By Jennifer L. Warren
NEW WINDSOR – Glen Fraser was feeling goose bumps all over, while trying to contain his emotions, but tearing up, as he looked out to the six young men and women about to officially become pilots.
“What didn’t make sense, made sense to me,” said Fraser, Founder, Board President of the Lee Archer Red Tail Youth Flying Program. “I’m overwhelmed with emotion today and just so grateful that this is not just a one year program but something that has aspirations to become much bigger and better.”
The vision that Fraser was detailing was the full realization of the first-ever Redtail Flight Academy, along with its inaugural six member graduation class. A non-profit 501 C (3) program of the Lee A. Archer Jr. Red Tail Flying Program, the Academy honors the legacy and deep traditions of the Tuskegee Airmen, while serving as a direct link to career opportunities for underrepresented people of color using aviation as an aspirational platform to recruit, develop, expose and place underrepresented talent –with a focus on candidates of color in honor of Tuskegee Airmen.
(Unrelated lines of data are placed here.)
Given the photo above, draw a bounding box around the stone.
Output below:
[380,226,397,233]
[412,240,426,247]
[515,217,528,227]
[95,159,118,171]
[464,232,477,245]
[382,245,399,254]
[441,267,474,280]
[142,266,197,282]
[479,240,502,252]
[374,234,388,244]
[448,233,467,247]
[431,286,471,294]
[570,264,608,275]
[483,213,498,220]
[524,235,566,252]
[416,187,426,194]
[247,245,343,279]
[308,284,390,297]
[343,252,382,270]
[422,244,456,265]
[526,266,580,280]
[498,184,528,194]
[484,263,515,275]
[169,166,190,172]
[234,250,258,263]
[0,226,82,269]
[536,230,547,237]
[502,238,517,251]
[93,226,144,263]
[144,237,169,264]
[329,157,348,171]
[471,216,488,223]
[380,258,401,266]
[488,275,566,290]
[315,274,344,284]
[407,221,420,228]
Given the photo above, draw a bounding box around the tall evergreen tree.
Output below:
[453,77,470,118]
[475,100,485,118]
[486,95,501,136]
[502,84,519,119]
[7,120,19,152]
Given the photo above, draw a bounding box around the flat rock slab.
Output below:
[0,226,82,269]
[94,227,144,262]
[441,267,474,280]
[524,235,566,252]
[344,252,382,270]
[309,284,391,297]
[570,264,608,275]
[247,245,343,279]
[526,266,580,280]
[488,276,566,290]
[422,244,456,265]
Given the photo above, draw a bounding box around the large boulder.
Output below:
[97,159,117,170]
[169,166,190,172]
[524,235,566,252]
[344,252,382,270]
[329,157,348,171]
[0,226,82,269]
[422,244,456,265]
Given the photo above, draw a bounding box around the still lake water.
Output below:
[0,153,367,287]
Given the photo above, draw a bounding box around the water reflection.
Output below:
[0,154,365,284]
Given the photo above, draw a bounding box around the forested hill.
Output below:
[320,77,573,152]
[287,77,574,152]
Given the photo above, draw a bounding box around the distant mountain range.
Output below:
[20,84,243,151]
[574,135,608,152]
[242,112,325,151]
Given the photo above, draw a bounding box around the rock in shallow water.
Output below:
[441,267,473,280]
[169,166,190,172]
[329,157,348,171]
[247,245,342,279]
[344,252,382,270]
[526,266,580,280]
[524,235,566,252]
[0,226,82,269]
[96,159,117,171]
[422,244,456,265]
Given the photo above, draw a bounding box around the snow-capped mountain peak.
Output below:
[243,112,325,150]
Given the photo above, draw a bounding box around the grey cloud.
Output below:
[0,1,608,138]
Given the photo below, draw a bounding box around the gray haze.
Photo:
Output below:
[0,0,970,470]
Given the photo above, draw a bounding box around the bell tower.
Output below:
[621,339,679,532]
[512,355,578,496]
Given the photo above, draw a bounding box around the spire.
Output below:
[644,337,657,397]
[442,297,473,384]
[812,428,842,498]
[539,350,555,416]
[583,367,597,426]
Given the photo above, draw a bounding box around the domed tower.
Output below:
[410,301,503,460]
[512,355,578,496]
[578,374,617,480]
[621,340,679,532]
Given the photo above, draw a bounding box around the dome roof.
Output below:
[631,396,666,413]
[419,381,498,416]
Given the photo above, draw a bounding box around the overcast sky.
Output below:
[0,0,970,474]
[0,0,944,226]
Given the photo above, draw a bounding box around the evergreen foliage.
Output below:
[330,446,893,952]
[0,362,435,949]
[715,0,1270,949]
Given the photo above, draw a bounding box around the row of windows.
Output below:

Saturday, at Stewart International Airport, a select six member group of initially virtually zero flying experienced young men and women, hailing from different parts of the country, became the first graduating class from the Red Tail Flight Academy. Logging extensive flying hours on Piper 100 i “red-tailed” aircraft, along with an assortment of other challenging requirements for 10 months, the 2021-2022 inaugural class, having earned multi-engine commercial pilot licenses with an instrument rating, will now move on to internships at various aviation settings, where they can directly apply their pilot prowess. It’s a journey and responsibility none of them take lightly.
“It’s not easy being a part of this program, but it’s very worth it, and a mission that we all must keep alive,” said graduate Traye Jackson of Denver, Colorado. “The legacy of the Tuskegee will live on through us all.”
That very much living spirit was on hand Saturday, as two original Tuskegee Airmen were in attendance: Lieutenant Herbert Thorpe and Lieutenant Colonel Enoch Woodhouse, both Medal of Honor recipients. Their symbolic presence was potent, as it marked the 80th Anniversary of the first class of eight Documented Original Tuskegee Airmen (DOTA) students from across the United Sates and the Virgin Islands. The merging of both the first RedTail Class with the eight decade Anniversary was priceless on multiple levels. Both honored guests proudly sat on the front stage, where they were interviewed, offering wisdom to the graduates.
“You have to destroy myths that you can’t do things,” affirmed the 95 year young Woodhouse, who relayed tales of racism and other obstacles he and his other aviator friends faced and overcame. “All I wanted to do was become a pilot; in life, no matter what, be the best that you can be.”
Thorpe, 99 years young, spoke of his younger brother, also a Tuskegee Airman, who lost his life early on in his military career. The story served as an inspirational message to the graduating class about making the very most of your opportunities.
Adding to that theme of being the very best one can, was Glenn Gonzalez, Founder, Jetit (a disruptor in the private transportation industry), and the Keynote Speaker.
“Congratulations to each one of you for being part of the future, but be aware that the future changes and to be prepared for that,” Gonzalez reminded graduates. “You are creating a liftoff with acceleration by being involved, and leaning in causes the disruption; be a part of it.”
In addition to Jackson, other members of the Class included; Mya Coley (Chicago, IL), Calvin Frederick (Homestead, FL), Jasmine Frederick (Homestead, FL), Anthony Gilbert (St. Croix) and Jarius Gordon (Orlando, FL.).